At base, the BLT intends to provide space for discussion of issues directly affecting contemporary black artists. Although this event is similar to our BLT Artist Roundtable series, it differs in several important aspects. Chief among these is that BLT Artist Roundtables primarily address issues unique to the world of contemporary art. Black artists are always also engaged in a less rarefied set of social, political, and economic concerns. Op-ed essays, videos, and rants addressing police brutality pervade social media outlets, particularly among those spaces populated by artists of color. The BLT:BLM roundtable discussions address issues affecting historically disenfranchised populations more broadly. It is absolutely critical to provide both physical space and allotted time for interdisciplinary, intergenerational, interracial discussion of these matters. Opening the forum to all interested members of a community, representing a variety of backgrounds and professions, has inspired new thinking around these issues by cross-pollinating discourse, and intends to cultivate ongoing dialogue amongst local communities.
ABOUT THE ARTISTS
Based in Brooklyn, NY, Heather Hart was an artist in residence at Joan Mitchell Center, McColl Center of Art + Innovation, Bemis Center for Art, LMCC Workspace, Skowhegan, Robert Blackburn Printmaking Workshop, Santa Fe Art Institute, Fine Arts Work Center and at the Whitney ISP. She is interested in creating site-specific liminal spaces for personal reclamation, in questioning dominant narratives and proposing alternatives to them. Hart received grants from Joan Mitchell Foundation, Harpo Foundation, Jerome Foundation and a fellowship from NYFA. Her work has been included in a variety of publications and exhibited worldwide including at Socrates Sculpture Park, Seattle Art Museum’s Olympic Sculpture Park, Studio Museum in Harlem, ICA Philadelphia, Art in General, The Drawing Center, PS1 MoMA, Museum of Arts and Craft in Itami, Portland Art Center and the Brooklyn Museum. She studied at Cornish College of the Arts in Seattle, Princeton University in New Jersey and received her MFA from Rutgers University.

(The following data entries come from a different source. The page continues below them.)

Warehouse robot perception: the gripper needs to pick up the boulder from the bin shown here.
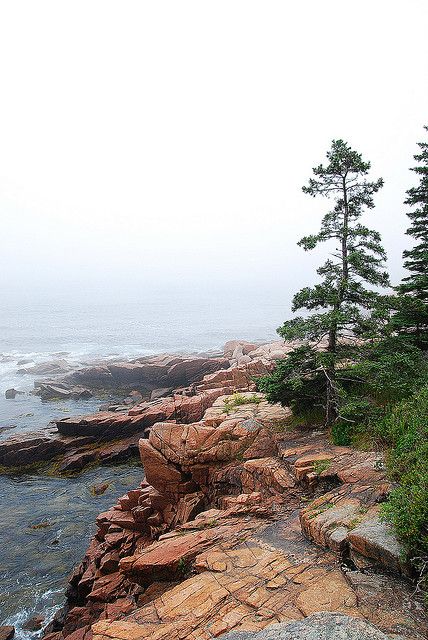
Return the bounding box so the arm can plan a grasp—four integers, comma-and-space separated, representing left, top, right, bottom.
4, 389, 24, 400
223, 340, 258, 359
17, 360, 71, 376
0, 625, 15, 640
220, 612, 401, 640
34, 382, 93, 401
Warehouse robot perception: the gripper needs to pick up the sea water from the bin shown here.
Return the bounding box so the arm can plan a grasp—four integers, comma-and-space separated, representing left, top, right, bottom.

Jina Valentine was born in Pennsylvania and is currently based in North Carolina. Her interdisciplinary practice is informed by the intuitive strategies of American folk artists and traditional craft techniques, and interweaves histories latent within found texts, objects, narratives, and spaces. She has exhibited at venues including The Drawing Center, The Studio Museum in Harlem, the CUE Foundation, the Elizabeth Foundation, the DiRosa Preserve, Southern Exposure, Marlborough Gallery. She has participated in residencies at the Atlantic Center for the Arts, Women’s Studio Workshop, Sculpture Space, the Skowhegan School of Painting and Sculpture, the Santa Fe Art Institute, and the Cité Internationale des Arts in Paris. She was in residence last year at the Joan Mitchell Center in New Orleans, Banff Centre in Alberta, and Frans Masereel Centrum in Belgium. She is a 2016 recipient of the North Carolina Arts Council Grant, a Creative Capital Emerging Genres Grant, and a UNC Institute for Arts and Humanities fellowship. Jina received her BFA from Carnegie Mellon University and her MFA from Stanford University.